Context: Some servicers are asking for documentation of the need for forbearance or proof that the borrower can’t make their payment.
Q: May servicers request information supporting the need for forbearance?
A: No. Forbearance must be granted if requested and the borrower attests to a COVID- related hardship. However, servicers may work with the borrower to better understand the borrower’s situation so long as (i) borrowers are not misled about the requirements of, or dissuaded from proceeding with, a CARES Act forbearance if they have a COVID-related hardship and (ii) any information obtained from the borrower has no bearing on the servicer’s provision of a CARES Act forbearance.
Q: Do borrowers need to prove hardship?
A: No. Attestation of hardship due to COVID-19 is the exclusive requirement established by the CARES Act for forbearance.4
Q: May servicers determine that a borrower does not need a CARES Act forbearance and limit the amount of forbearance given?
A: No. A servicer must grant forbearance to any requesting borrower with a federally backed mortgage loan attesting to a COVID-19 related hardship regardless of delinquency status.
Context: some servicers are steering borrowers away from requesting forbearance.
Q: Should a servicer steer a borrower away from a CARES Act forbearance?
A: The CARES Act dictates that forbearance must be granted upon request by an attesting borrower. Examiners will evaluate communications between borrowers and their servicers, including the servicer’s communication of repayment options for legal compliance or resulting consumer harm. A servicer that offers very limited repayment options when others are reasonably available could depending on the facts and circumstances, be at risk of legal violation or causing consumer harm.5
Context: some originators are reported to structure closing attestations in a manner designed to discourage borrowers that subsequently experience a COVID-related hardship from requesting forbearance.
Q: Should an originator use loan closing attestations, notices or other communications to discourage borrowers from seeking forbearance under the CARES Act following loan closing.
A: Examiners will evaluate originator communications with borrowers for legal compliance or causing consumer harm. An originator that misleads a borrower concerning her rights under the CARES Act could, depending on the facts and circumstances, be at risk of committing a legal violation or causing consumer harm.

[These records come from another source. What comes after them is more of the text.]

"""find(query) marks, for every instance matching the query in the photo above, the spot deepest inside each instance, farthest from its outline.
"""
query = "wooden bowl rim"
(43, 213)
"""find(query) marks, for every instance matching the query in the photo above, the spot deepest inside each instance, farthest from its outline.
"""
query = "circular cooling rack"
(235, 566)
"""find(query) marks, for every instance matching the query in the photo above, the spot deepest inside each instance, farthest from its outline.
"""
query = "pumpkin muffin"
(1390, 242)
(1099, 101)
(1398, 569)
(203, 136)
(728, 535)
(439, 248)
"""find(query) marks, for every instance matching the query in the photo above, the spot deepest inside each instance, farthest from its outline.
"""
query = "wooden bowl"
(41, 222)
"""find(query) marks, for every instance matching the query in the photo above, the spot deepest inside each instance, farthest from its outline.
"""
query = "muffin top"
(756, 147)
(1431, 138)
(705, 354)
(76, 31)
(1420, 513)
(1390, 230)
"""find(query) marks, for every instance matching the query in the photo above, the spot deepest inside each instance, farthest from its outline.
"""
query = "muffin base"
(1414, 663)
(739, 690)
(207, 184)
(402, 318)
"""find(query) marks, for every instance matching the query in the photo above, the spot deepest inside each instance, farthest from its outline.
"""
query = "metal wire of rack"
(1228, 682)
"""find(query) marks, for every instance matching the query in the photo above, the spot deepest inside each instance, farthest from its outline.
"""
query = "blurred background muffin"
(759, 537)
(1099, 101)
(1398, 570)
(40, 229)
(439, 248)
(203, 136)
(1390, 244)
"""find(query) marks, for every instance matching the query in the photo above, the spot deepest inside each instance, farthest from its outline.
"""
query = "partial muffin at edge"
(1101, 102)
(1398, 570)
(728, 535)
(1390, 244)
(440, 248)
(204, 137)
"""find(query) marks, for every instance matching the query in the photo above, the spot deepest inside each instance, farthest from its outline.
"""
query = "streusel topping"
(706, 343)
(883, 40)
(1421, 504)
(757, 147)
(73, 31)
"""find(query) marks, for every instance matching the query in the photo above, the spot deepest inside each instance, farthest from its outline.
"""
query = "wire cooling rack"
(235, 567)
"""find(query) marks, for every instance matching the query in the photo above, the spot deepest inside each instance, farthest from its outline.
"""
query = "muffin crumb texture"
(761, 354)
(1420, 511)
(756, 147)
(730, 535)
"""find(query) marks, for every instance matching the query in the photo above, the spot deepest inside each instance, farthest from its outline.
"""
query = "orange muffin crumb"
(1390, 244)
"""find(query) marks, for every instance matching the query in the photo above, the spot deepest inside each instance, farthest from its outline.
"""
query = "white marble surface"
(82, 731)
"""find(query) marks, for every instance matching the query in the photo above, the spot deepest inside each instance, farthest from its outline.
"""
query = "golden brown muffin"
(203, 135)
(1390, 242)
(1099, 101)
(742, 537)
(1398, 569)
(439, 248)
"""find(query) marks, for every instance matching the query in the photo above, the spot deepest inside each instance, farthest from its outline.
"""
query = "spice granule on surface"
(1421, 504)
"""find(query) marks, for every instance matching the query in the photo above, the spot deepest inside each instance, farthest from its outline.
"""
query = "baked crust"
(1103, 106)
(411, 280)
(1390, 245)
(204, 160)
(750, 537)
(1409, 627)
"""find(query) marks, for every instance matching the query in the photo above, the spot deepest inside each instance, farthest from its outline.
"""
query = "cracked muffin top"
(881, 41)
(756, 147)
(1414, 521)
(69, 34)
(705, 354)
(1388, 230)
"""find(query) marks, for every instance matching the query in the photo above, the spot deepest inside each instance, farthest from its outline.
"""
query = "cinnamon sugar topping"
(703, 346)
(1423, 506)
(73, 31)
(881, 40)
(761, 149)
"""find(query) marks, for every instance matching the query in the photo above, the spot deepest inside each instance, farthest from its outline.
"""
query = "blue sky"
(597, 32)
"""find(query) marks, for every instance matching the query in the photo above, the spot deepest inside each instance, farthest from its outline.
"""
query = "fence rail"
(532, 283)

1 Coronavirus Aid, Relief, and Economic Security Act, Public Law No: 116-136 (27 March 2020) (“CARES Act”).
Available at https://www.congress.gov/bill/116th-congress/house-bill/748/text.
4 See, e.g. Joint Statement on Supervisory and Enforcement Practices Regarding the Mortgage Servicing Rules in Response to the COVID-19 Emergency and the CARES Act (“Servicers may not require any additional information from the borrower before granting a CARES Act forbearance.”) ; Fannie Mae Lender Letter 2020-02 (“[N]o additional documentation other than the borrower’s attestation to a financial hardship caused by the COVID-19 emergency is required.”; Freddie Mac Temporary Servicing Guidance Related to COVID-19 (“In the event the Servicer and Borrower cannot agree on an appropriate forbearance length, or further communication with the Borrower is not possible under the circumstances, the Servicer must provide the term requested by the Borrower, not to exceed 180 days.”
5 Fannie Mae, Freddie Mac, the Federal Housing Administration, the U.S. Department of Veterans Affairs, and the
U.S. Department of Agriculture have provided guidance for repayment of forborne payments.